Kadang-kadang ia sendiri tak tahu di mana puyer itu disimpan. Ia seperti tertimbun
dagangan dan tenggelam di tengah pusaran barang-barang kelontong.
“ Kiak-kiak!”
A Miauw memanggil tak sabar, dan Bang Sad tergopoh-gopoh menghampirinya.
“ Magai di Manggara masempo linna?”
Orang-orang bersarung keberatan ketika mengamati harga kaus lampu
petromaks. Di Manggar lebih murah kata mereka.
“ Kito lui, ba? Ngape de Manggar harge e lebe mura?”
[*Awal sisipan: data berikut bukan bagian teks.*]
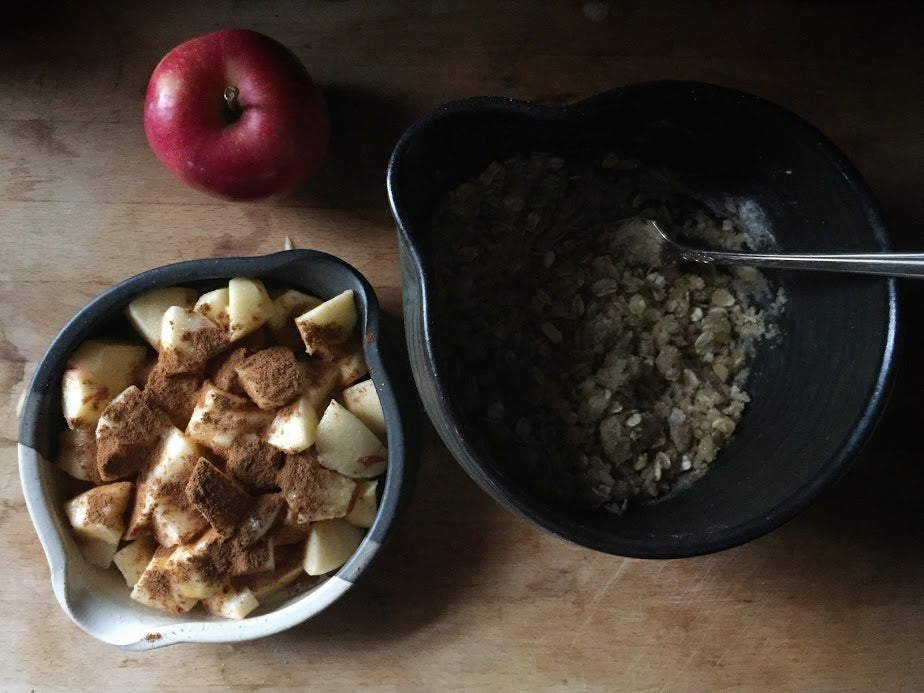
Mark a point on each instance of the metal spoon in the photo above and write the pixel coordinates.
(656, 243)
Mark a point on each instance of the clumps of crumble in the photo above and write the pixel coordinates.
(596, 373)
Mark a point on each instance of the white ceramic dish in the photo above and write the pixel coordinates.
(98, 600)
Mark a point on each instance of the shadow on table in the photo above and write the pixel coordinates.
(365, 128)
(862, 542)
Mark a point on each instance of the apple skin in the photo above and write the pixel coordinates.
(275, 139)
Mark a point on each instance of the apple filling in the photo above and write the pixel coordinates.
(240, 461)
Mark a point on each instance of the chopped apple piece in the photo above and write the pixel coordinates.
(256, 558)
(317, 380)
(174, 393)
(289, 566)
(146, 311)
(127, 430)
(345, 444)
(214, 306)
(294, 427)
(365, 505)
(330, 545)
(194, 569)
(254, 462)
(362, 401)
(224, 376)
(97, 372)
(77, 454)
(229, 602)
(270, 377)
(249, 306)
(290, 530)
(83, 399)
(328, 324)
(133, 558)
(189, 338)
(161, 505)
(144, 372)
(313, 492)
(260, 519)
(286, 306)
(221, 417)
(154, 587)
(100, 512)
Bang Sad menyampaikan keluhan itu pada juragannya dalam bahasa Kek
campur Melayu.
Aku sudah muak di dalam toko bau ini tapi sedikit terhibur dengan percakapan
tersebut. Aku baru saja menyaksikan bagaimana kompleksitas perbedaan budaya dalam
komunitas kami didemonstrasikan. Tiga orang pria dari akar etnik yang sama sekali
berbeda berkomunikasi dengan tiga macam bahasa ibu masing-masing, campur aduk.
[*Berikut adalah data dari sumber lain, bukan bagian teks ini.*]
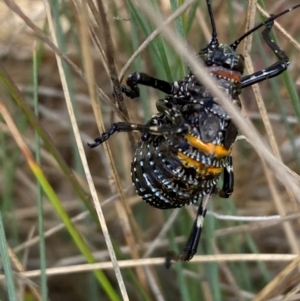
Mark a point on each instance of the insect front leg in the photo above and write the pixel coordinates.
(144, 79)
(134, 127)
(275, 69)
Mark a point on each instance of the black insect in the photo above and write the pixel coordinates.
(186, 146)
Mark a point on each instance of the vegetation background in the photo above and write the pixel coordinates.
(238, 260)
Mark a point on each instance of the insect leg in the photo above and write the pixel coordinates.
(144, 79)
(191, 245)
(273, 70)
(134, 127)
(228, 180)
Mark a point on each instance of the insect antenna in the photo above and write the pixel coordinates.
(271, 18)
(214, 40)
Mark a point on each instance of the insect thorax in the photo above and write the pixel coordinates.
(174, 170)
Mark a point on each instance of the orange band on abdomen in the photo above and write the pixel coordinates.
(200, 168)
(208, 148)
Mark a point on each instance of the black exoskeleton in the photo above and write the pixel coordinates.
(186, 146)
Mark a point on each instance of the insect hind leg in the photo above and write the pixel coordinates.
(144, 79)
(273, 70)
(134, 127)
(192, 243)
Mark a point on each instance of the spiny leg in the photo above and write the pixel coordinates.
(228, 180)
(273, 70)
(134, 127)
(191, 245)
(144, 79)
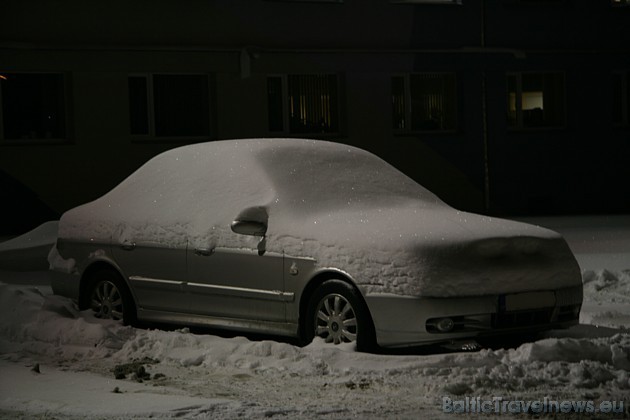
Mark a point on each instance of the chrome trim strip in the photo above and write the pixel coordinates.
(161, 281)
(246, 292)
(275, 295)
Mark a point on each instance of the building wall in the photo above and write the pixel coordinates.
(481, 165)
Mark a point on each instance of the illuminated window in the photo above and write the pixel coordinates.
(303, 104)
(169, 105)
(536, 100)
(424, 102)
(621, 98)
(33, 106)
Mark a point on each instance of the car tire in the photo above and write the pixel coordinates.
(337, 313)
(109, 297)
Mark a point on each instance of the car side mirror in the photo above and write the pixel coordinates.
(251, 221)
(249, 227)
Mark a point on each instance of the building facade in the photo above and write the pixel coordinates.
(507, 107)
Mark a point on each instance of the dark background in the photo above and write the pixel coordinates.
(93, 61)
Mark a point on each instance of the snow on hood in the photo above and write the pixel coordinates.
(338, 204)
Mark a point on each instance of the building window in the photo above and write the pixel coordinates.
(169, 105)
(303, 104)
(426, 1)
(33, 106)
(424, 102)
(536, 100)
(621, 98)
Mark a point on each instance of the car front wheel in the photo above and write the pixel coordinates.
(109, 297)
(337, 314)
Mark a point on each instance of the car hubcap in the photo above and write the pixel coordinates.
(107, 301)
(335, 320)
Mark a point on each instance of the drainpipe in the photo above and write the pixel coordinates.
(484, 115)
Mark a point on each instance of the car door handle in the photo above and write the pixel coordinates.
(128, 246)
(204, 252)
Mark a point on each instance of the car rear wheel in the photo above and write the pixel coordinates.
(109, 297)
(337, 313)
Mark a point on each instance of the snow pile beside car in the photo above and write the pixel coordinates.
(237, 377)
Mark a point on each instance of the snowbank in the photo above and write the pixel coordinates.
(206, 375)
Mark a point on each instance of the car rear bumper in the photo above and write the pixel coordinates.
(402, 321)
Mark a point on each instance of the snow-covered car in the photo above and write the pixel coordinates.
(307, 238)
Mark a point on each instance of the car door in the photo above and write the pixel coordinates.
(156, 272)
(236, 283)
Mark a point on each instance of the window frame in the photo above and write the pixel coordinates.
(151, 135)
(519, 126)
(286, 117)
(407, 101)
(67, 95)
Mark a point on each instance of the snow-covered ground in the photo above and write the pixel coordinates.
(58, 363)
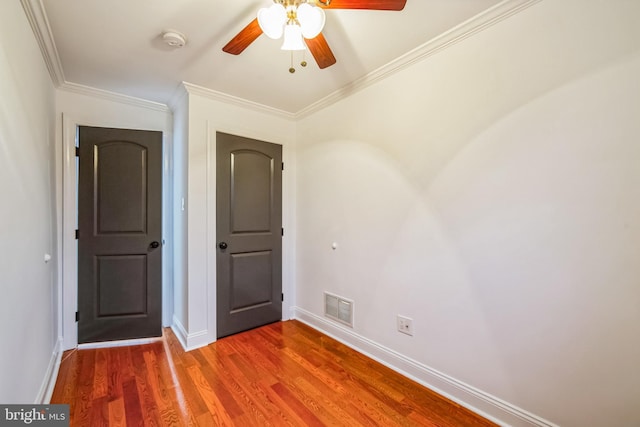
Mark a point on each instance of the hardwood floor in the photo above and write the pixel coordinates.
(285, 373)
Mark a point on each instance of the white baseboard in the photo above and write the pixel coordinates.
(482, 403)
(189, 341)
(51, 375)
(118, 343)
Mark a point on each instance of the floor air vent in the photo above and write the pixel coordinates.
(338, 308)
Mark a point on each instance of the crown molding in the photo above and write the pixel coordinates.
(37, 18)
(478, 23)
(34, 10)
(234, 100)
(112, 96)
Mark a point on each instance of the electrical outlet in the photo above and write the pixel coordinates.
(405, 325)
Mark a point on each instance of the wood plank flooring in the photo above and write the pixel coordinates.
(283, 374)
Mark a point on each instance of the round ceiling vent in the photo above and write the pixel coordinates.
(174, 38)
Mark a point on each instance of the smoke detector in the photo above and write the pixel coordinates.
(174, 38)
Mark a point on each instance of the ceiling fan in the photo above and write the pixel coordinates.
(301, 23)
Orang-orang yang berjiwa penuh prasangka akan menduga A Miauw sengaja
merekayasa konfigurasi komunikasi seperti itu untuk keuntungannya sendiri, namun
mari kugambarkan sedikit kepribadian A Miauw. Ia memang pria congkak dengan
intonasi bicara tak enak didengar, wajahnya juga seperti orang yang selalu ingin
memerintah, kata-katanya tidak bersahabat, dan badannya bau tengik bawang putih,
tapi ia adalah seorang Kong Hu Cu yang taat dan dalam hal berniaga ia jujur tak ada
bandingannya.
Maka dalam harmoni masyarakat kami, warga Tionghoa adalah pedagang yang
efisien. Adapun para produsen berada di negeri antah berantah, mereka hanya kami
kenal melalui tulisan made in... yang tertera di buntut-buntut panci. Orang-orang
Melayu adalah kaum konsumen yang semakin miskin justru semakin konsumtif.
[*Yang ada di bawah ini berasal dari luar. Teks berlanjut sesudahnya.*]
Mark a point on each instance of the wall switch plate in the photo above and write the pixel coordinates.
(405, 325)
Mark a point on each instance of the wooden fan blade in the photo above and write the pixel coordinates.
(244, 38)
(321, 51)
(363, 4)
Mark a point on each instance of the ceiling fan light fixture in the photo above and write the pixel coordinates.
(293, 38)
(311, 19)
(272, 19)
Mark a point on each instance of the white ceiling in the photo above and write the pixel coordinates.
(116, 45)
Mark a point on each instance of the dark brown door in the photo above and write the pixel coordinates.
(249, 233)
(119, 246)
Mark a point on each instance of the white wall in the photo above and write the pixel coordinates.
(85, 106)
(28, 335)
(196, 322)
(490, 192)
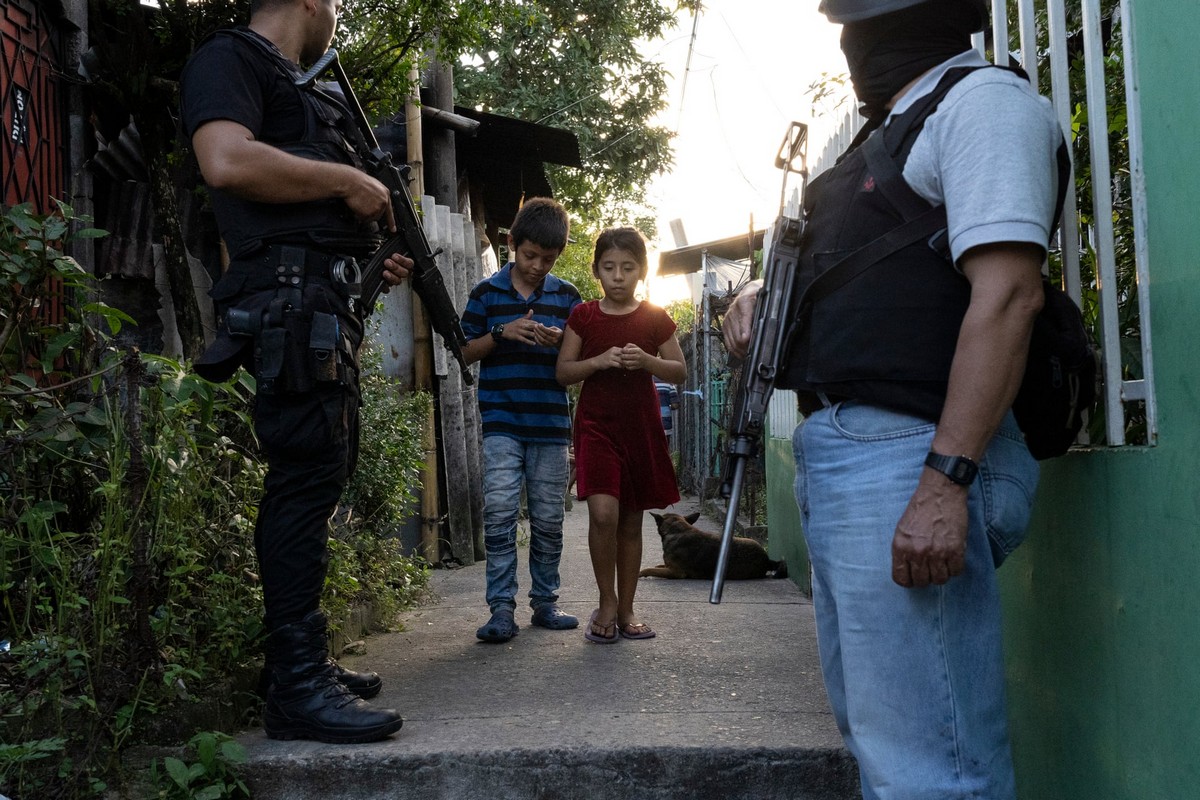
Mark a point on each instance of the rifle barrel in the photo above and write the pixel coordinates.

Sedangkan orang-orang pulau berkerudung tadi adalah para pembuka lapangan kerja
musiman bagi warga suku Sawang yang memanggil belanjaan mereka.
“ Segere! Siun! Siun!” hardik tiga orang Sawang, kuli panggul, yang numpang
lewat, membyuarkan lamunanku. Mereka adalah kawan yang telah lama kukenal.
Dolen, Baset, dan Kunyit, begitulah nama mereka. Agaknya urusan A Miauw dengan
orang-orang berkerudung itu telah selesai dan sekarang masuklah ia ke transaksi kapur.
“Aya...ya..., Muhammadiyah! Kapur tulis!” keluh A Miauw menarik napas
panjang, seolah kami hanya akan merusak hokinya.
Acara pembelian kapur adalah rutin dan sama. Setelah menunggu sekian lama
sampai hampir pingsan di dalam toko bau itu, A Miauw akan berteriak nyaring
memerintahkan seseorang mengambil sekotak kapur. Lalu dari ruang belakang akan
terdengar teriakan jawaban dari seseorang—yang selalu kuduga seorang gadis kecil—
yang juga berbicara nyaring, lantang, dan cepat seperti kicauan burung murai batu.
Kotak kapur dikeluarkan melalui sebuah lubang kecil persegi empat seperti
kandang burung merpati. Yang terlihat hanya sebuah tangan halus, sebelah kanan, yang
sangat putih bersih, menjulurkan kotak kapur melalui lubang itu. Wajah pemilik tangan
ini adlaah misterius, sang burung murai batu tadi, tersembunyi di balik dinding papan
yang membatasi ruangan tengah toko dengan gudang barang dagangan di belakang.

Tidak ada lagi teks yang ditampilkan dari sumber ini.